Britons who are resident in Spain are advised to carry their residence document including the “green paper EU residence certificate and new TIE”.
“Some travel restrictions and testing requirements are in place for international transit through Spanish airports by passengers on flights departing from the UK,” adds the FCDO.
Britons in Spain are advised to follow the advice of local authorities.
Those returning from Spain to the UK must self-isolate for 10 days.
Greece is set to relax some of its COVID-19 restrictions and reopen to tourists from May 14.
At the time of writing the FCDO is advising against “all but essential travel to Greece”.
However, it is “not advising against travel to the islands of Rhodes, Kos, Zakynthos, Corfu and Crete.”
Though UK travel is restricted to those with “essential reasons”, UK nationals are permitted to enter Greece.
However they must be “permanent resident in the UK, Greece, another EU/EFTA state, or in one of the following countries; Australia, New Zealand, South Korea, Thailand, Rwanda, Singapore, United Arab Emirates, Russian Federation and Israel” according to the FCDO.
It adds: “If you travel to Greece, you will need to complete a Passenger Locator Form (PLF) at least 24 hours before travel. Failure to do so in advance may result in your carrier not allowing you to travel, a €500 fine on arrival or the Greek authorities not allowing you to enter the country.
“If you are a permanent resident of Greece, or a Greek citizen, you are also required to complete a PLF form before travelling outside of Greece.
“All arrivals into Greece need to provide proof of a negative COVID-19 PCR test, undertaken within the 72 hour period before your time of arrival into Greece.
“Anyone entering Greece from the UK will also be asked to undergo a rapid test for COVID-19 on arrival.
“Arrivals from the UK are currently required to self-isolate for seven days in the event of a negative test result.
“In the event of a positive test result, travellers will have to isolate for at least 14 days.
“In either case, travellers will need to undertake a further PCR test at the end of their period of self-isolation.”
Britons should follow the coronavirus rules of any region they are visiting.
Those returning from Greece to the UK must self-isolate for 10 days.

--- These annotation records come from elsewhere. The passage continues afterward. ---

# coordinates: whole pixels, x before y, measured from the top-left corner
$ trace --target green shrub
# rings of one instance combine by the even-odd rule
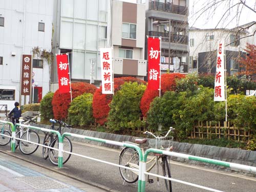
[[[229,121],[237,127],[256,130],[256,97],[232,95],[227,104]]]
[[[176,91],[190,91],[194,93],[198,89],[198,76],[195,74],[188,74],[185,78],[176,79]]]
[[[72,101],[68,110],[68,121],[72,125],[89,125],[94,122],[92,112],[93,95],[84,93]]]
[[[23,106],[22,113],[26,111],[39,111],[40,103],[31,103],[25,104]]]
[[[256,138],[254,138],[248,142],[246,150],[256,151]]]
[[[174,91],[165,92],[162,97],[156,97],[151,103],[147,115],[148,128],[156,131],[161,125],[163,130],[168,130],[174,124],[173,115],[177,109],[178,94]]]
[[[146,86],[137,82],[125,82],[114,95],[110,103],[108,125],[111,130],[118,131],[134,129],[143,126],[140,121],[140,101]]]
[[[41,100],[40,104],[40,113],[42,120],[48,120],[53,118],[53,111],[52,101],[53,93],[48,93]]]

Portugal is gradually in the process of easing some of its lockdown restrictions.
The FCDO is currently advising “against all but essential travel to mainland Portugal, including the autonomous regions of Madeira and Azores, based on the current assessment of COVID-19 risks.”
Travel to Portugal is also limited to “EU/EEA nationals and their family members, UK and other non-EU/EEA nationals who are officially resident in Portugal or in another EU member state, and UK and other non-EU/EEA nationals who are travelling for essential purposes.”
Arrivals will be required to show a negative PCR coronavirus test result taken within 72 hours of departure.
The FCDO adds: “If your journey to mainland Portugal originated in the UK, Brazil, South Africa or in an EU member state where the incidence rate exceeds 500 per 100,000 inhabitants, you must self-isolate for 14 days on arrival at home or in a place indicated by the Portuguese National Health Authority.”
Portugal is no longer on the UK’s “red list” for travel, however, Britons returning must still self-isolate at home for 10 days.